On Friday, The Blue Express Daily (Lan Se Kuai Bao) in Yantai city, run by Shandong’s Dazhong News Group, bid its readers farewell in a heart-felt letter on the front page.
"Dear readers, we'll always appreciate and remember your care, support and help since our beginning," it read. "Let's stand together through thick and thin, and let's look forward to our return."
The daily, which started publishing on July 17 last year, employs more than 300 people and has a circulation of 60,000, said Editor-in-Chief Han Hao.
Han said he would be negotiating with provincial publishing authorities to bring the paper back, but he believed officials would have final say on the fate of the publication.
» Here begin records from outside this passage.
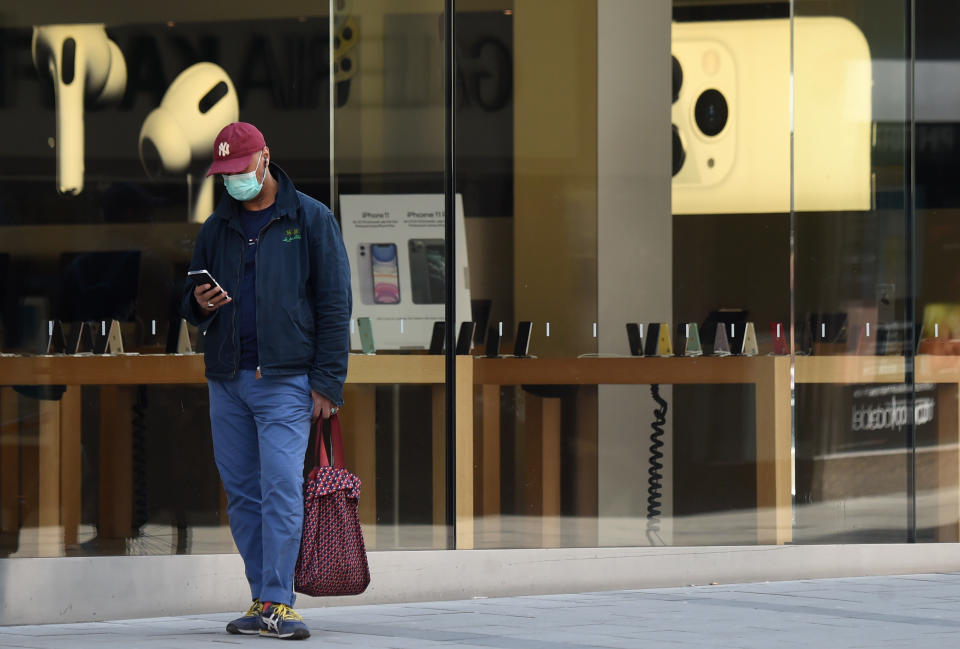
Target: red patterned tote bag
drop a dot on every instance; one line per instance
(333, 558)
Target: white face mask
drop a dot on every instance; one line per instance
(245, 187)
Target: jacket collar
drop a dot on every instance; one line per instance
(287, 201)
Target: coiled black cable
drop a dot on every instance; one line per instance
(141, 510)
(655, 480)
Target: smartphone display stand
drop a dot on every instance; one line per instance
(721, 345)
(438, 338)
(651, 339)
(493, 342)
(749, 345)
(692, 346)
(110, 341)
(778, 334)
(521, 345)
(81, 339)
(664, 341)
(56, 341)
(367, 344)
(635, 339)
(178, 342)
(465, 338)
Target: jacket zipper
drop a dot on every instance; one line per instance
(256, 274)
(236, 333)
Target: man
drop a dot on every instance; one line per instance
(276, 344)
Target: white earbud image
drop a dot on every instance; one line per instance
(181, 131)
(83, 63)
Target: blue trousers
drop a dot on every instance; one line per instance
(260, 432)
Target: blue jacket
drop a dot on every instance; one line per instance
(303, 291)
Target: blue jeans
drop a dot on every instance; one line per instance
(260, 432)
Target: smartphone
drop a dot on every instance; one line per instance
(365, 328)
(521, 346)
(437, 338)
(386, 274)
(737, 85)
(201, 277)
(634, 338)
(364, 274)
(427, 270)
(465, 338)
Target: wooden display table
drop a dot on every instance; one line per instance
(60, 422)
(770, 375)
(59, 452)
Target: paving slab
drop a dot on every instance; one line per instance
(915, 611)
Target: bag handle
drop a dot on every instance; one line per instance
(320, 449)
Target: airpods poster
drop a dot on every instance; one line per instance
(398, 265)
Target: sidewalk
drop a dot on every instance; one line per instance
(916, 611)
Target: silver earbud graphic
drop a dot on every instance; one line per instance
(83, 63)
(181, 130)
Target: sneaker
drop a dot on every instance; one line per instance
(250, 622)
(281, 621)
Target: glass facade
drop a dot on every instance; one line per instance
(737, 330)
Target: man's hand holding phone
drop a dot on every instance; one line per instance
(207, 292)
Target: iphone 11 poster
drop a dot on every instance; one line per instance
(397, 252)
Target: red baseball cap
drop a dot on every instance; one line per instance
(233, 147)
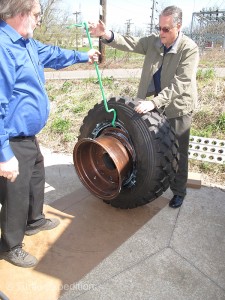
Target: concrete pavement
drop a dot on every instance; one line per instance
(174, 254)
(100, 252)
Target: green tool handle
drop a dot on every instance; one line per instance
(84, 24)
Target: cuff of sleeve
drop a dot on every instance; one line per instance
(156, 102)
(6, 153)
(111, 39)
(81, 57)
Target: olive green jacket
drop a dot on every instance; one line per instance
(178, 76)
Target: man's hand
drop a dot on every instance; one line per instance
(93, 55)
(10, 169)
(144, 106)
(99, 29)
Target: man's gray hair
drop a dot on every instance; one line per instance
(11, 8)
(175, 11)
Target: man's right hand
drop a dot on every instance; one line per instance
(99, 29)
(10, 169)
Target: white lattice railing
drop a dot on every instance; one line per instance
(207, 149)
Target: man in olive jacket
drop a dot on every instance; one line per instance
(168, 80)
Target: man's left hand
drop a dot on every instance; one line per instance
(93, 55)
(144, 106)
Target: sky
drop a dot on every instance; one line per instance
(138, 12)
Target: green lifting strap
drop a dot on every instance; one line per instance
(84, 24)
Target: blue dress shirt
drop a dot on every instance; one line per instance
(24, 104)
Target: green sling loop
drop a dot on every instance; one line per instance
(84, 24)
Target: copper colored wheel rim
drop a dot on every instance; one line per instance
(104, 163)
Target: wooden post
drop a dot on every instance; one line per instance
(102, 17)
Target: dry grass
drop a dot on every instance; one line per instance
(71, 100)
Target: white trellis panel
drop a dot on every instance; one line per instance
(207, 149)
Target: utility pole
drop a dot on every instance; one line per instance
(128, 26)
(102, 17)
(152, 23)
(76, 13)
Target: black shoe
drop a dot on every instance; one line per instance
(176, 201)
(48, 225)
(19, 258)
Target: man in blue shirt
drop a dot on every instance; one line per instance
(24, 110)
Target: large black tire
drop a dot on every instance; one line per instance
(154, 143)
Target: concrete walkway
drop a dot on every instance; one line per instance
(152, 252)
(173, 254)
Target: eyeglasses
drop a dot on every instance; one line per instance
(164, 29)
(38, 16)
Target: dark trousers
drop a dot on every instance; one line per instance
(22, 201)
(182, 127)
In an unusual move, the newspaper's Friday front page also published under the letter a poem titled Maybe, written by contemporary Chinese poet Shu Ting.
“Maybe the heavier the burden on our shoulder lies, the firmer our belief is,” reads the poem. “Maybe we don’t have other choices due to calls we can’t resist.”
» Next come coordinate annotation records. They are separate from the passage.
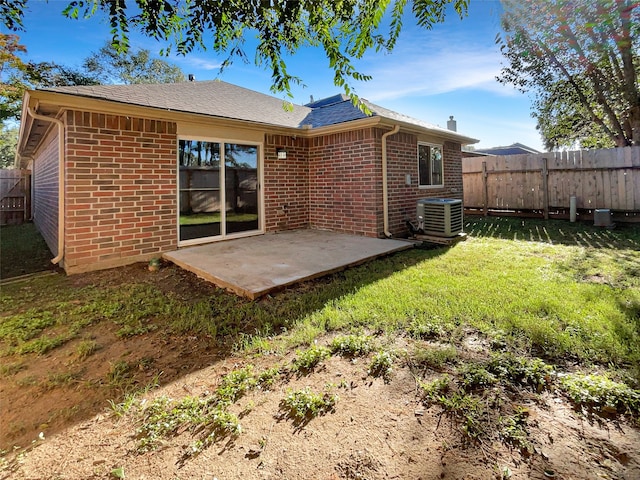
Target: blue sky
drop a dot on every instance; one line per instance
(430, 75)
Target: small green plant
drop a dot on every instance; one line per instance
(431, 391)
(11, 369)
(352, 345)
(476, 377)
(381, 365)
(268, 377)
(425, 330)
(467, 410)
(61, 379)
(533, 373)
(599, 393)
(165, 417)
(303, 405)
(434, 357)
(309, 359)
(86, 348)
(118, 473)
(235, 384)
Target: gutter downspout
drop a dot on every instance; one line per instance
(385, 193)
(61, 182)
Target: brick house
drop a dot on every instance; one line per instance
(122, 173)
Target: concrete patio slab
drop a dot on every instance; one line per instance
(255, 266)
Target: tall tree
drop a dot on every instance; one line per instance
(344, 29)
(581, 59)
(113, 66)
(12, 72)
(8, 143)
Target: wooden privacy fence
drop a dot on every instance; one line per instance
(606, 178)
(15, 196)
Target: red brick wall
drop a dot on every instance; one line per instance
(286, 183)
(121, 190)
(45, 190)
(402, 159)
(345, 182)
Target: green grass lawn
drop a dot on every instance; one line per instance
(22, 251)
(565, 293)
(551, 306)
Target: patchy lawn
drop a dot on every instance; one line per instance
(22, 251)
(515, 353)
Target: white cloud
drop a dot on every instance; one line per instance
(434, 71)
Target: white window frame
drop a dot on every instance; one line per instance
(261, 210)
(430, 167)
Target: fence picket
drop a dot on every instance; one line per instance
(605, 178)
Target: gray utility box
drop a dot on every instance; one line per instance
(441, 217)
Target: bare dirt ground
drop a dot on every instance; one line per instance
(378, 430)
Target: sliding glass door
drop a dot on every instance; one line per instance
(218, 188)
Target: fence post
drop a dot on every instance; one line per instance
(485, 189)
(545, 187)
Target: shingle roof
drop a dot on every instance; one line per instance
(222, 99)
(214, 98)
(513, 149)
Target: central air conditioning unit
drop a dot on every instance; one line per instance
(440, 217)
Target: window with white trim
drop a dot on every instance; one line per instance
(430, 167)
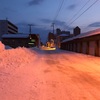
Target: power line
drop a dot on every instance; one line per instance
(83, 12)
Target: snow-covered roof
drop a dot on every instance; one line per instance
(18, 35)
(87, 34)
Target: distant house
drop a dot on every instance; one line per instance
(6, 27)
(16, 40)
(86, 43)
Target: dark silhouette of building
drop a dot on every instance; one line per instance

Although the letter doesn’t explain why the paper is being shut down, Qu Quancheng, a deputy editor at the daily, cited “vulgar content” as a major reason that has lead to its downfall.
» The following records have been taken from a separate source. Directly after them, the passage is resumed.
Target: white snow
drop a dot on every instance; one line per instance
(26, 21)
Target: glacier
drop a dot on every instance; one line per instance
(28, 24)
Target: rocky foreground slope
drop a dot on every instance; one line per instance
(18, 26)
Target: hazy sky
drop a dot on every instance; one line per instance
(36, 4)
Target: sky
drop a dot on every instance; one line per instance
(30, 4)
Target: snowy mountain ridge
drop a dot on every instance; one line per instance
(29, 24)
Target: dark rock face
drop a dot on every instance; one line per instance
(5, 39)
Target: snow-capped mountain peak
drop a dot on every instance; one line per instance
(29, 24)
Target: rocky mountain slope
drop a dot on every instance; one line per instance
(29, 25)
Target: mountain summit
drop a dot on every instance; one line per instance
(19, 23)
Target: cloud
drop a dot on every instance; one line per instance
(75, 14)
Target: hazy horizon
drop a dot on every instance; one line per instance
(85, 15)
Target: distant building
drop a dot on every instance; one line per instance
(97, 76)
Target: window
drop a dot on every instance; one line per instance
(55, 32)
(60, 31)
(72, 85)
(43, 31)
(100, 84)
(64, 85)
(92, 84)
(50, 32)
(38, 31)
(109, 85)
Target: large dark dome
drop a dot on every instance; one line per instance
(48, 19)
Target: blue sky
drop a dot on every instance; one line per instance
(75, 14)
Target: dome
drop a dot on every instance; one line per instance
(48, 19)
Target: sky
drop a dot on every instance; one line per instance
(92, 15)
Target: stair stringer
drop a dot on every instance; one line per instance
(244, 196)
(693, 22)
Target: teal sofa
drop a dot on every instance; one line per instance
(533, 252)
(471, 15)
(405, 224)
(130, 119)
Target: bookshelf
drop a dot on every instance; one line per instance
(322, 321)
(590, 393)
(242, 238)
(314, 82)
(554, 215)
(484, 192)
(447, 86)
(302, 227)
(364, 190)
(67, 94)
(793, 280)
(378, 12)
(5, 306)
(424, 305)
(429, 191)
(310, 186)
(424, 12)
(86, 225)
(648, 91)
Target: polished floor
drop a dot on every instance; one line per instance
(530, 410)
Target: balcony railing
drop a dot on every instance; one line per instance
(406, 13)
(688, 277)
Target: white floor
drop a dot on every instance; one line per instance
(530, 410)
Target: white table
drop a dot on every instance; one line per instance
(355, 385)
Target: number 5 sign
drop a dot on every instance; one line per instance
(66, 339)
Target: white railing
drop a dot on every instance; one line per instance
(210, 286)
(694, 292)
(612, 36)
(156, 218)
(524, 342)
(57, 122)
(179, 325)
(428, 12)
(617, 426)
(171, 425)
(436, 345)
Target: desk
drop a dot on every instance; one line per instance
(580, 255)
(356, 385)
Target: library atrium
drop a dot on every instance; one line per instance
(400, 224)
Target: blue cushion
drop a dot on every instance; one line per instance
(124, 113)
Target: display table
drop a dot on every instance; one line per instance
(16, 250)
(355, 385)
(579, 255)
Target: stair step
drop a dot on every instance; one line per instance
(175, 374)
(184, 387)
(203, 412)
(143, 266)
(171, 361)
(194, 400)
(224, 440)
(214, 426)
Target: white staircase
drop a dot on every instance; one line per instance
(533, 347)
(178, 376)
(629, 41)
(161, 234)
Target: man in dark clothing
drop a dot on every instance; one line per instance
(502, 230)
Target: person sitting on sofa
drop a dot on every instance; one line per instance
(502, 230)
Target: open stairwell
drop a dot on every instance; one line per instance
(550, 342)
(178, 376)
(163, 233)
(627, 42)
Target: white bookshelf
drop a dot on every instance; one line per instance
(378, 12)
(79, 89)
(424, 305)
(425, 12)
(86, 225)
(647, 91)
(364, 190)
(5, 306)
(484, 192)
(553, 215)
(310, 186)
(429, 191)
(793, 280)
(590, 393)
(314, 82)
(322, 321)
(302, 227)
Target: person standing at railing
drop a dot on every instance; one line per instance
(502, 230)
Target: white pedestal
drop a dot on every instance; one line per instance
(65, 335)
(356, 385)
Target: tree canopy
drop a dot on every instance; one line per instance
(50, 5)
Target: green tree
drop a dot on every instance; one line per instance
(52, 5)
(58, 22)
“‘Vulgar content' - a made-up accusation - has taken down a newspaper,” he wrote on Weibo. “A new page in China’s journalism and history has been turned.”
Han told the South China Morning Post on Friday that he believed a local competitor had gone to authorities and attacked the paper for running inappropriate pictures of “pretty women”, which Han said were celebrity photos that appeared in the entertainment news.
The daily has seen its fair share of trouble and even violence in its short history. A group of thugs raided the newsroom, damaged computers and attacked staff workers only days after its launch, according to a Chinese media report.
“Everyone here knows who’s doing this to us,” Han said, implying the attacks came from local competitors who were jealous of the paper’s quick success.
Lamenting the loss, a reader posted online: "The paper has always reported about the lives of local people and revealed the problems of certain government branches."
Other readers shared sympathy and support for the daily, directing harsh criticism at Shandong’s publishing authorities.
“What specific vulgar content did they publish?” a reader wrote. “How come I never saw it?”
“We want to hear different voices to make better judgment,” columnist Yan Qilang wrote. “And it is the market that should decide if a newspaper lives or dies.”